The same thing is true in baseball about, oh, what, batting average? ERA? Things everyone is sure mean lots and lots, but which actually mean not very much. It’s no wonder there’s an uphill fight in getting people to accept numerical approaches with actual predictive value: our brains just don’t work that way.
A funny thing about people’s perception of randomness, it seems like there’s an uncanny valley of sorts, where people want to assign causes to moderatly low-probabilty events, but are willing to accept pure luck on either side of the valley.
For example, Ichiro’s career batting average is .331. If he hits .340 or .315 in a season, most people accept that as the impact of randomness. On the other side of the valley is Asdrubal Cabrerra turning an unassisted triple play in 2008. There have been 14 of those recorded in all of MLB history, about 1 per 10 years. An extremely low probability event, and nobody tries to claim that, for that one play, Cabrerra somehow raised his true talent level of defense a couple or orders of magnitude.
Or Cammy’s 4 HR game back in the Good Old Days. He’s a decent hitter, and has power, but people don’t insist he did something different that day. It was just his day, things went well. Maybe he was seeing the ball really well, but people accept that as part of the randomness of life.
It’s stuff in the middle that they want an explanation for.
@Catherwood
I second that. “The Drunkard’s Walk” is a fantastic book that illuminates society misunderstanding of probabilities (especially conditional) and statistics.
@georgmi
The problem, I think, lies in defining “random”. For the purposes of baseball performance, “random” has to mean unpredictable and uncontrollable.
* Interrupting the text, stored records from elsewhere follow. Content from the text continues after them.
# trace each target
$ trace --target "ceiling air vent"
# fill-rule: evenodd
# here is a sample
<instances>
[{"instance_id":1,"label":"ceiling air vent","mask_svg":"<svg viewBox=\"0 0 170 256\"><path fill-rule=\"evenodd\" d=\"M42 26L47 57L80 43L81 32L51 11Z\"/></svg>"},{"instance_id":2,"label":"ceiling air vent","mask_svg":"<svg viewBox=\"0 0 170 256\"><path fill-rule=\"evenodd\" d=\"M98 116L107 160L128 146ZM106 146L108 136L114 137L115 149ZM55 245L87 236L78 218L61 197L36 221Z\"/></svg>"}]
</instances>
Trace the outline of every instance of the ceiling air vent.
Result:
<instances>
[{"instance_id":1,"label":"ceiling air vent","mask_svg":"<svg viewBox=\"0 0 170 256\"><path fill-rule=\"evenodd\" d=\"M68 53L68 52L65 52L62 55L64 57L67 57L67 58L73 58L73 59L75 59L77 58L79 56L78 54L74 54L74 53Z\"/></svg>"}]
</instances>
I think we needed this. When flipping a coin there are obviously forces at work that could be measured with the proper technology. How hard it is flipped, where it lands, at what angle it lands, etc. But putting together all those variables is like trying to predict a molecule’s drunkard’s walk. You really can’t do it. Entering a baseball season or a game, there are enough variables going on, with the pitcher, his fielders, and the opposing batters, that finding the true cause of something can be virtually impossible. Because the results, perhaps babip or HR/FB, follow a random pattern (even if that pattern the result of a bunch of other small random variables: see central limit theorem) it should be modeled as such. A random patter that, all else equal, regresses toward the player’s mean (or possibly league mean).